Fouad Ajami has an op-ed piece in the Wall Street Journal today, pointing out the emptiness inherent in the election of the current occupant of the Oval Office and suggesting that Americans who value substance over style are now coming to understand the enormity of what they have done. I only hope that there are more of us who understand and prefer substance than those who would rather think they can get a free ride off the successful part of the.

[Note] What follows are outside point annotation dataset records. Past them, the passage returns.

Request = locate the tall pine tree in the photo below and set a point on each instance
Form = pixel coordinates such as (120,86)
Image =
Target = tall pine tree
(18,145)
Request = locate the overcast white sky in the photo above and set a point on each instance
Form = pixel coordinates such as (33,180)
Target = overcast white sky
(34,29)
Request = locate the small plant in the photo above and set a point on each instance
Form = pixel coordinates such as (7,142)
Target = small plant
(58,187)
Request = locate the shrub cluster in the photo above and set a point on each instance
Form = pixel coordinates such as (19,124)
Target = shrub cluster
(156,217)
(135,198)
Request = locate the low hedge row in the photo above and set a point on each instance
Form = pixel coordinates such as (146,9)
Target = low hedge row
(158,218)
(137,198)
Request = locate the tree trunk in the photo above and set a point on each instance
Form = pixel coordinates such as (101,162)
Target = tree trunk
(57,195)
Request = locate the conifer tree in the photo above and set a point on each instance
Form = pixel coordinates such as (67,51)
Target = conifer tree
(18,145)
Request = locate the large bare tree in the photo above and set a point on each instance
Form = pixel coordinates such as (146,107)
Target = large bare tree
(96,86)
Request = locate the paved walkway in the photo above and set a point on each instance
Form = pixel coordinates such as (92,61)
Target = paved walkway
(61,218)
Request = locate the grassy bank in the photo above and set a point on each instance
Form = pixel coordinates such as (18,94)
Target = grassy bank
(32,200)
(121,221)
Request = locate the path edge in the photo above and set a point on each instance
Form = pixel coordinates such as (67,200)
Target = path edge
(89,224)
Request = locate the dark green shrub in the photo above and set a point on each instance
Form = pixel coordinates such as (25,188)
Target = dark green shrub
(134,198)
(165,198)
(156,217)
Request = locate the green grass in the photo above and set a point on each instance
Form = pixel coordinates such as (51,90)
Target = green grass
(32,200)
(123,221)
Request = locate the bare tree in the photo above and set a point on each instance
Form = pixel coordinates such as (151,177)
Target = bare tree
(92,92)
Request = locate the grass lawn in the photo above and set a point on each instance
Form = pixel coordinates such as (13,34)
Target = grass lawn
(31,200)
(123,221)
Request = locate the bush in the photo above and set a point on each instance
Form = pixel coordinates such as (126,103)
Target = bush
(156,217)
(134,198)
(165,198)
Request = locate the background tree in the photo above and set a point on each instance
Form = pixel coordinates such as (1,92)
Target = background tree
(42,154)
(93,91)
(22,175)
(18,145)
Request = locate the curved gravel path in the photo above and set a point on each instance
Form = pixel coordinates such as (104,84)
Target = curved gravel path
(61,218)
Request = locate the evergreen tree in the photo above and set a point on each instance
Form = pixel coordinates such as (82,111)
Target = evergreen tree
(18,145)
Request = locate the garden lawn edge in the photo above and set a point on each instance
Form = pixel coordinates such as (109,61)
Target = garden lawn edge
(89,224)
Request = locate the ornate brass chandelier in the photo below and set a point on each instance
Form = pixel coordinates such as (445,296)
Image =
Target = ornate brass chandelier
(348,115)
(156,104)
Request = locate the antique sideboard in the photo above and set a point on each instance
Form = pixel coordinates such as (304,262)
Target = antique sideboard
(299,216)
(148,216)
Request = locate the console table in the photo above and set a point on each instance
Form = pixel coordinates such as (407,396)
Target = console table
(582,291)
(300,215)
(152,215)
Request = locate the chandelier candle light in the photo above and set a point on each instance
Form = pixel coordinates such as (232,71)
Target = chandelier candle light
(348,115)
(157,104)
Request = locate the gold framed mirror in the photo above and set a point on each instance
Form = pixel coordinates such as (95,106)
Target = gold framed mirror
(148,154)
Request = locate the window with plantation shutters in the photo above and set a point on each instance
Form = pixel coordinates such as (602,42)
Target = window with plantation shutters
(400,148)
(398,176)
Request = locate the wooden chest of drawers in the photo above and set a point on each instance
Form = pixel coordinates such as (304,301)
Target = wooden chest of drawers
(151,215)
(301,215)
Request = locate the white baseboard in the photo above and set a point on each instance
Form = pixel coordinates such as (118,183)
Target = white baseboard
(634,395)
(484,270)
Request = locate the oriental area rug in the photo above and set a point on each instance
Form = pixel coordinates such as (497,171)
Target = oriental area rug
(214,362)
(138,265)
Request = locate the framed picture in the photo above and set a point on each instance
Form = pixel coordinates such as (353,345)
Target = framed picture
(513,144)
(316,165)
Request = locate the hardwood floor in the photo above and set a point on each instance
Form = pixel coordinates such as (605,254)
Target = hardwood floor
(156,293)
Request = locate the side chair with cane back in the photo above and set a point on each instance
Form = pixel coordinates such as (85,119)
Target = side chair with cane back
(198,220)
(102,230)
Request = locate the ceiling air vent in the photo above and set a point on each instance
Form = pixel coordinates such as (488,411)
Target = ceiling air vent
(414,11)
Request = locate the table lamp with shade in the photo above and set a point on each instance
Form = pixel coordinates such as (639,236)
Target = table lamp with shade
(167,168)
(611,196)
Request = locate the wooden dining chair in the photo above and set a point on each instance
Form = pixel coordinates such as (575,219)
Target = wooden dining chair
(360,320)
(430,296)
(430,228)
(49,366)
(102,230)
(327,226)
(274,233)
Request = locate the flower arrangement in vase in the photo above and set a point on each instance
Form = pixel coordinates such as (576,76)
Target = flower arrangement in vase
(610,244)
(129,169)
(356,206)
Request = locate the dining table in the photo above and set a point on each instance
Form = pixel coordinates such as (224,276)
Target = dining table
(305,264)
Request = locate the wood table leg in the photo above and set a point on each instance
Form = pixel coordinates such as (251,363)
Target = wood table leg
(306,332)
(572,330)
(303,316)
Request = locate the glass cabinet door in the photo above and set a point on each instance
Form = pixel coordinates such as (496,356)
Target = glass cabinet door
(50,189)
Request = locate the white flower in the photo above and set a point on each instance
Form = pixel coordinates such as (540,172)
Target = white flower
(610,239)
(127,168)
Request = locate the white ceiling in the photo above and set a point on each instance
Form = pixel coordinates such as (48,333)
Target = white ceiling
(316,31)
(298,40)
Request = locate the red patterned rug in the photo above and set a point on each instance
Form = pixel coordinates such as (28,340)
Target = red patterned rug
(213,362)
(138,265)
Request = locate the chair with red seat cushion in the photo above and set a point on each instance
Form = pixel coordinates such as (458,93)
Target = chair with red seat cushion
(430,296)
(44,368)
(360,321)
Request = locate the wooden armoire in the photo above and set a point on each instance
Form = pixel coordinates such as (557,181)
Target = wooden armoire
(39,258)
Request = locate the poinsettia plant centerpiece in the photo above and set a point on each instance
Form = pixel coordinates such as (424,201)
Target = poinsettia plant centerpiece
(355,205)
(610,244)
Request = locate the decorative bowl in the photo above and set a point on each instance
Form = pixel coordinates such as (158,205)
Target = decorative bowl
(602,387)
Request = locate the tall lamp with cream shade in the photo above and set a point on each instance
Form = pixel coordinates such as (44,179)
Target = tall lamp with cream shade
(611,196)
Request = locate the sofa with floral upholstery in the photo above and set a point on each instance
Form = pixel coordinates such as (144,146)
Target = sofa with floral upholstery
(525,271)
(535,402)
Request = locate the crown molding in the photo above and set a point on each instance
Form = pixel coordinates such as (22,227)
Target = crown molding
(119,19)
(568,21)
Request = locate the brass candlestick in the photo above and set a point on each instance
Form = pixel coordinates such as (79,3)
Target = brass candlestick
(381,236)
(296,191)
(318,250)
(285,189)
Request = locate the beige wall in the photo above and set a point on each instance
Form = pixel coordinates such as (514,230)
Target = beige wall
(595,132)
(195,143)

Click the link above and read the article; here are the last two paragraphs:
American democracy has never been democracy by plebiscite, a process by which a leader is anointed, then the populace steps out of the way, and the anointed one puts his political program in place. In the American tradition, the "mandate of heaven" is gained and lost every day and people talk back to their leaders. They are not held in thrall by them. The leaders are not infallible or a breed apart. That way is the Third World way, the way it plays out in Arab and Latin American politics.Those protesters in those town-hall meetings have served notice that Mr. Obama's charismatic moment has passed. Once again, the belief in that American exception that set this nation apart from other lands is re-emerging. Health care is the tip of the iceberg. Beneath it is an unease with the way the verdict of the 2008 election was read by those who prevailed. It shall be seen whether the man swept into office in the moment of national panic will adjust to the nation's recovery of its self-confidence.